Mark Pestronk
Mark Pestronk

Q: Our agency is getting into the high-end tour business. We act as the credit card merchant for the program. Retail advisors book our tours by calling in their clients' credit card numbers. I am wondering about how we can protect ourselves from chargebacks by dissatisfied clients. Specifically, is it common or fair for a tour operator to require the advisor to reimburse the operator for a chargeback in case the client successfully disputes the charge?

A: Very few tour operators, resorts or wholesalers require retailers to be liable for chargebacks. However, adding such a requirement to your agreement with each agency may be fair under limited circumstances.

I recommend that you add five required steps to your agency agreements to protect or defend against chargebacks. Only if the agency fails to take them should the agency be liable for the chargeback, and only as a last resort.

First, require the advisor to obtain the client's written authorization for the exact amount of the charge. An email exchange will suffice, but a signed reservation form would be better.

Second, require the advisor to disclose your company's identity so that the cardholder recognizes your name on their credit card statement and doesn't immediately initiate a chargeback request.

Third, require the advisor to get the client's consent to your tour participant agreement, which should contain appropriate disclaimers of liability, refund rules and cancellation penalties. The credit card company will definitely require evidence of this agreement if you are going to try combating any chargeback.

Fourth, require the advisor to cooperate with you once there is a chargeback request so that you can supply appropriate documentation to the credit card company.

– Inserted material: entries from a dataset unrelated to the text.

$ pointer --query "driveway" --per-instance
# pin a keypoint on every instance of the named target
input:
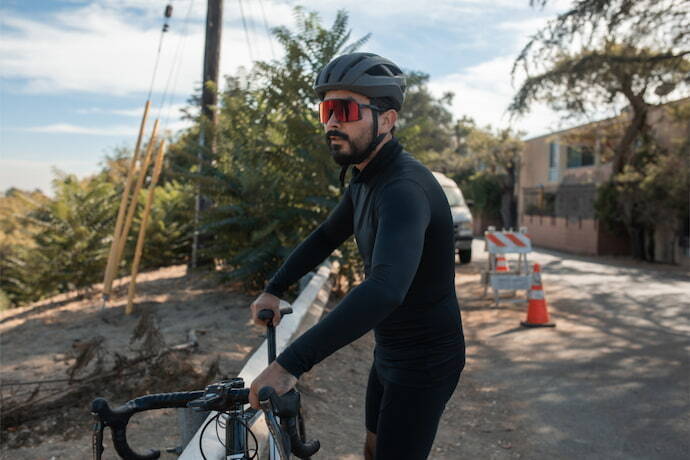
(612, 380)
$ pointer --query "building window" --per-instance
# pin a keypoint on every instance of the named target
(554, 158)
(579, 156)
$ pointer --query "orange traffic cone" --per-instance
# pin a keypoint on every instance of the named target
(501, 264)
(537, 313)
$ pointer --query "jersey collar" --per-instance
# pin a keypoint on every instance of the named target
(386, 155)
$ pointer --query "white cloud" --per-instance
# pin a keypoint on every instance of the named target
(30, 175)
(104, 47)
(67, 128)
(484, 92)
(170, 111)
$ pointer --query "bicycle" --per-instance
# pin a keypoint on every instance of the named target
(228, 397)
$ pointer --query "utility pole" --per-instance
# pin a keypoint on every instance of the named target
(209, 101)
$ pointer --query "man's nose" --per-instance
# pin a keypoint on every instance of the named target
(332, 122)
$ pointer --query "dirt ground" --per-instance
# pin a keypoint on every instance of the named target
(36, 344)
(609, 382)
(479, 421)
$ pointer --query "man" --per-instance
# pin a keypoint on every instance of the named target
(404, 231)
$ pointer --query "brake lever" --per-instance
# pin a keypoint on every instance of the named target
(97, 438)
(267, 401)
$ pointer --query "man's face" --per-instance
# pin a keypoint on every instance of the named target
(348, 141)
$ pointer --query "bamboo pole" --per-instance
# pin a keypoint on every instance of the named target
(107, 280)
(142, 229)
(119, 249)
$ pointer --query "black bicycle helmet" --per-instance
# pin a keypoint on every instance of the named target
(364, 73)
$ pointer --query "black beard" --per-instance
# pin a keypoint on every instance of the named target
(356, 155)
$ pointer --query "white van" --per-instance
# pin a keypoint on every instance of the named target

Fifth, require the advisor to consent to your contacting the client directly so you can try to settle the matter with the clients if possible. In many cases, you may be better off settling for a lesser amount that the client will agree to pay.

You can detail these steps in your agreement with the retailer, stating at the end that the retailer will be liable only if it fails to take these steps and if you were not successful in trying to recharge the client's card.

I realize that, as a practical matter, it may be difficult or impossible to collect the amount of the chargeback from the agency. You could require the retailer to keep its own credit card on file as a backup, or you could try to deduct the amount of the chargeback from any future commission payments that the retailer would otherwise earn.

Adding such clauses to your contract could deter some sales, but you may be better off losing an occasional sale rather than risking a chargeback of an expensive tour price.

As an attorney who primarily represents retail advisors, I believe that such an agreement would be reasonable, but I welcome any rebuttal via email or comments left at the bottom of the online version of this column.